DUE TO SPAM, SIGN-UP IS DISABLED. Goto Selfserve wiki signup and request an account.
Security Warning
NOTE: The tika-pipes modules in combination with tika-server open potential security vulnerabilities if you do not carefully limit access to tika-server. If the tika-pipes modules are turned on, anyone with access to your tika-server has the read and write permissions of the tika-server, and they will be able to read data and to forward the parsed results to whatever you've configured (see, for example: https://en.wikipedia.org/wiki/Server-side_request_forgery). The tika-pipes modules for tika-server are intended to be run in tightly controlled networks.

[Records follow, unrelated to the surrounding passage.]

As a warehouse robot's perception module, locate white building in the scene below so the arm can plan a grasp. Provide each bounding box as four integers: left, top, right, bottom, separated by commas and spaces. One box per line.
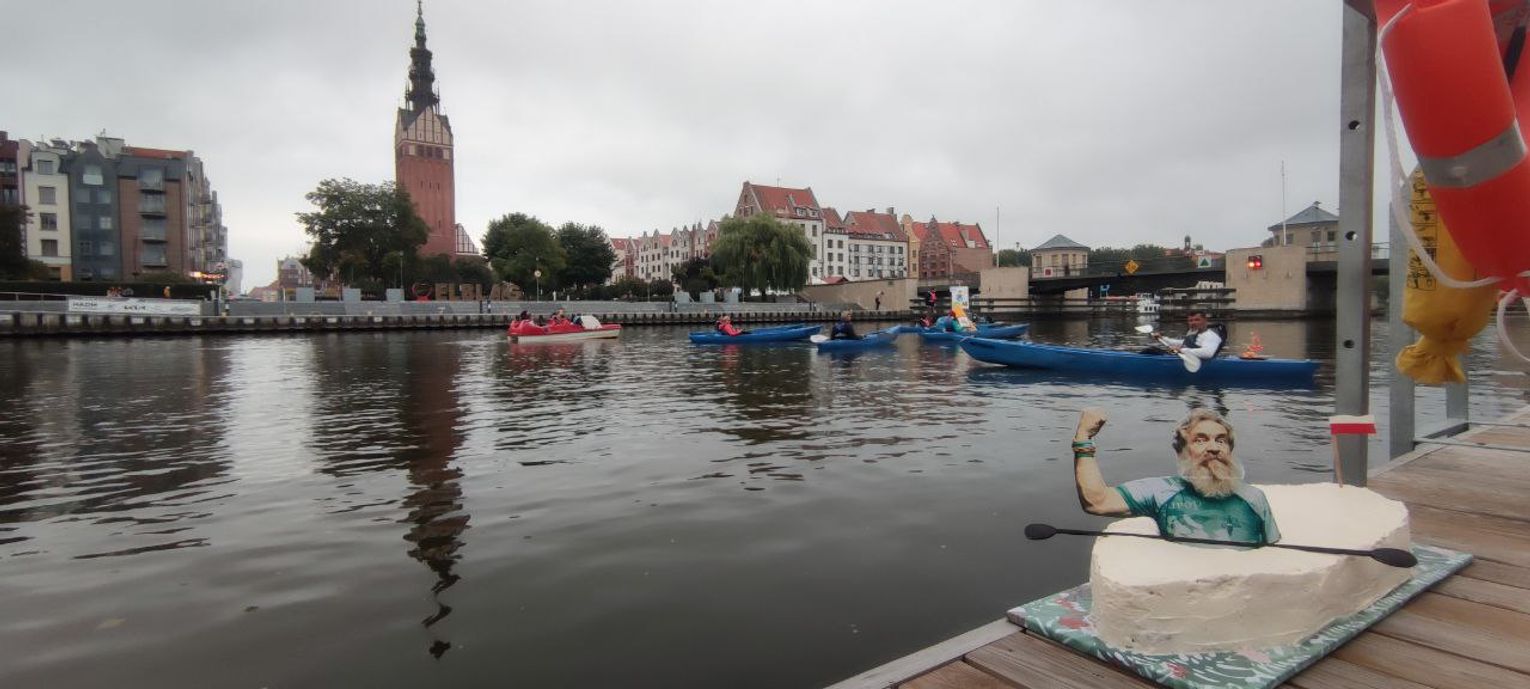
17, 139, 73, 280
733, 182, 849, 282
842, 208, 909, 280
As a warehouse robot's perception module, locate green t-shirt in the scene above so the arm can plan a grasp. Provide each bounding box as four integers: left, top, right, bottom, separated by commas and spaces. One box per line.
1115, 476, 1281, 545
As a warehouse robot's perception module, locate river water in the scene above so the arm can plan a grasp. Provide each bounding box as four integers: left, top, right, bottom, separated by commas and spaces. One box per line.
0, 320, 1530, 687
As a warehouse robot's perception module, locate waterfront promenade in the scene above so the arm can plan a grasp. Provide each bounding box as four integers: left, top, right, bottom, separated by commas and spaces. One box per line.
832, 407, 1530, 689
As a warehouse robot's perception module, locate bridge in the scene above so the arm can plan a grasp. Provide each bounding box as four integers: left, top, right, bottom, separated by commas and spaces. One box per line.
1030, 243, 1391, 296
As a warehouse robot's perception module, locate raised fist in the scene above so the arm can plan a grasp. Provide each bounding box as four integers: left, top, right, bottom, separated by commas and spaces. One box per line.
1073, 407, 1105, 441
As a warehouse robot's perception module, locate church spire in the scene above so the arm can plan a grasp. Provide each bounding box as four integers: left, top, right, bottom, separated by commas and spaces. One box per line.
404, 0, 441, 112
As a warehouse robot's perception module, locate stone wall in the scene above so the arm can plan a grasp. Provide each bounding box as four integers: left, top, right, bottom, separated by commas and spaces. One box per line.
799, 277, 920, 311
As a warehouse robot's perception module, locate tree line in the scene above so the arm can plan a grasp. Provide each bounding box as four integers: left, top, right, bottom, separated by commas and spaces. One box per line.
297, 179, 812, 299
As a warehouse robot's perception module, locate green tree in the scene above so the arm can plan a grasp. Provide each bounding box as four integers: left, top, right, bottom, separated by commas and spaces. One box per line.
672, 257, 722, 299
483, 213, 568, 294
557, 222, 617, 288
649, 277, 675, 299
451, 256, 494, 289
998, 250, 1031, 268
711, 213, 812, 294
297, 179, 430, 289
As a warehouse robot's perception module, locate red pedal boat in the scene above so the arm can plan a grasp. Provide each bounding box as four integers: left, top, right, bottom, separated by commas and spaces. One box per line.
508, 315, 621, 343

DO NOT use tika-pipes if your tika-server is exposed to the internet or if you do not carefully restrict access to tika-server.
Consider adding two-way TLS encryption to your client and server, a beta version of which is available in 2.4.0: TikaServer#SSL(Beta).
Overview
The tika-pipes modules enable fetching data from various sources, running the parse and then emitting the output to various destinations. These modules are built around the RecursiveParserWrapper output model (-J option in tika-app and /rmeta endpoint in tika-server-standard). Users can specify content format (text/html/body) and set limits (number of embedded files, max content length) via FetchEmitTuples. Further, users can add Metadata Filters to select and modify the metadata that is extracted during the parse before emitting the output.
We need to improve how to add dependencies. Very few of the fetchers/emitters are embedded in tika-app or tika-server-standard. For now, users can download required jars from maven central, e.g. the S3Emitter is available: https://repo1.maven.org/maven2/org/apache/tika/tika-emitter-s3/2.1.0/tika-emitter-s3-2.1.0.jar
I JUST WANT EXAMPLES. SHOW ME THE EXAMPLES!!!
See below (tika-app) for fully worked examples of using tika-app to fetch from a local file share, parse and send the output to Solr.
Fetchers
Fetchers allow users to specify sources of inputstream+metadata for the parsing process. Fetchers are currently enabled in all of tika-server-standard and in the async option (-a) in tika-app.
With the exception of the FileSystemFetcher, users have to add the other fetcher dependencies to their class path.
FileSystemFetcher
Class name: org.apache.tika.pipes.fetcher.fs.FileSystemFetcher
A FileSystemFetcher allows the user to specify a base directory in tika-config.xml and then at parse time, the user specifies the relative path for a file. This class is included in tika-core and no external resources are required.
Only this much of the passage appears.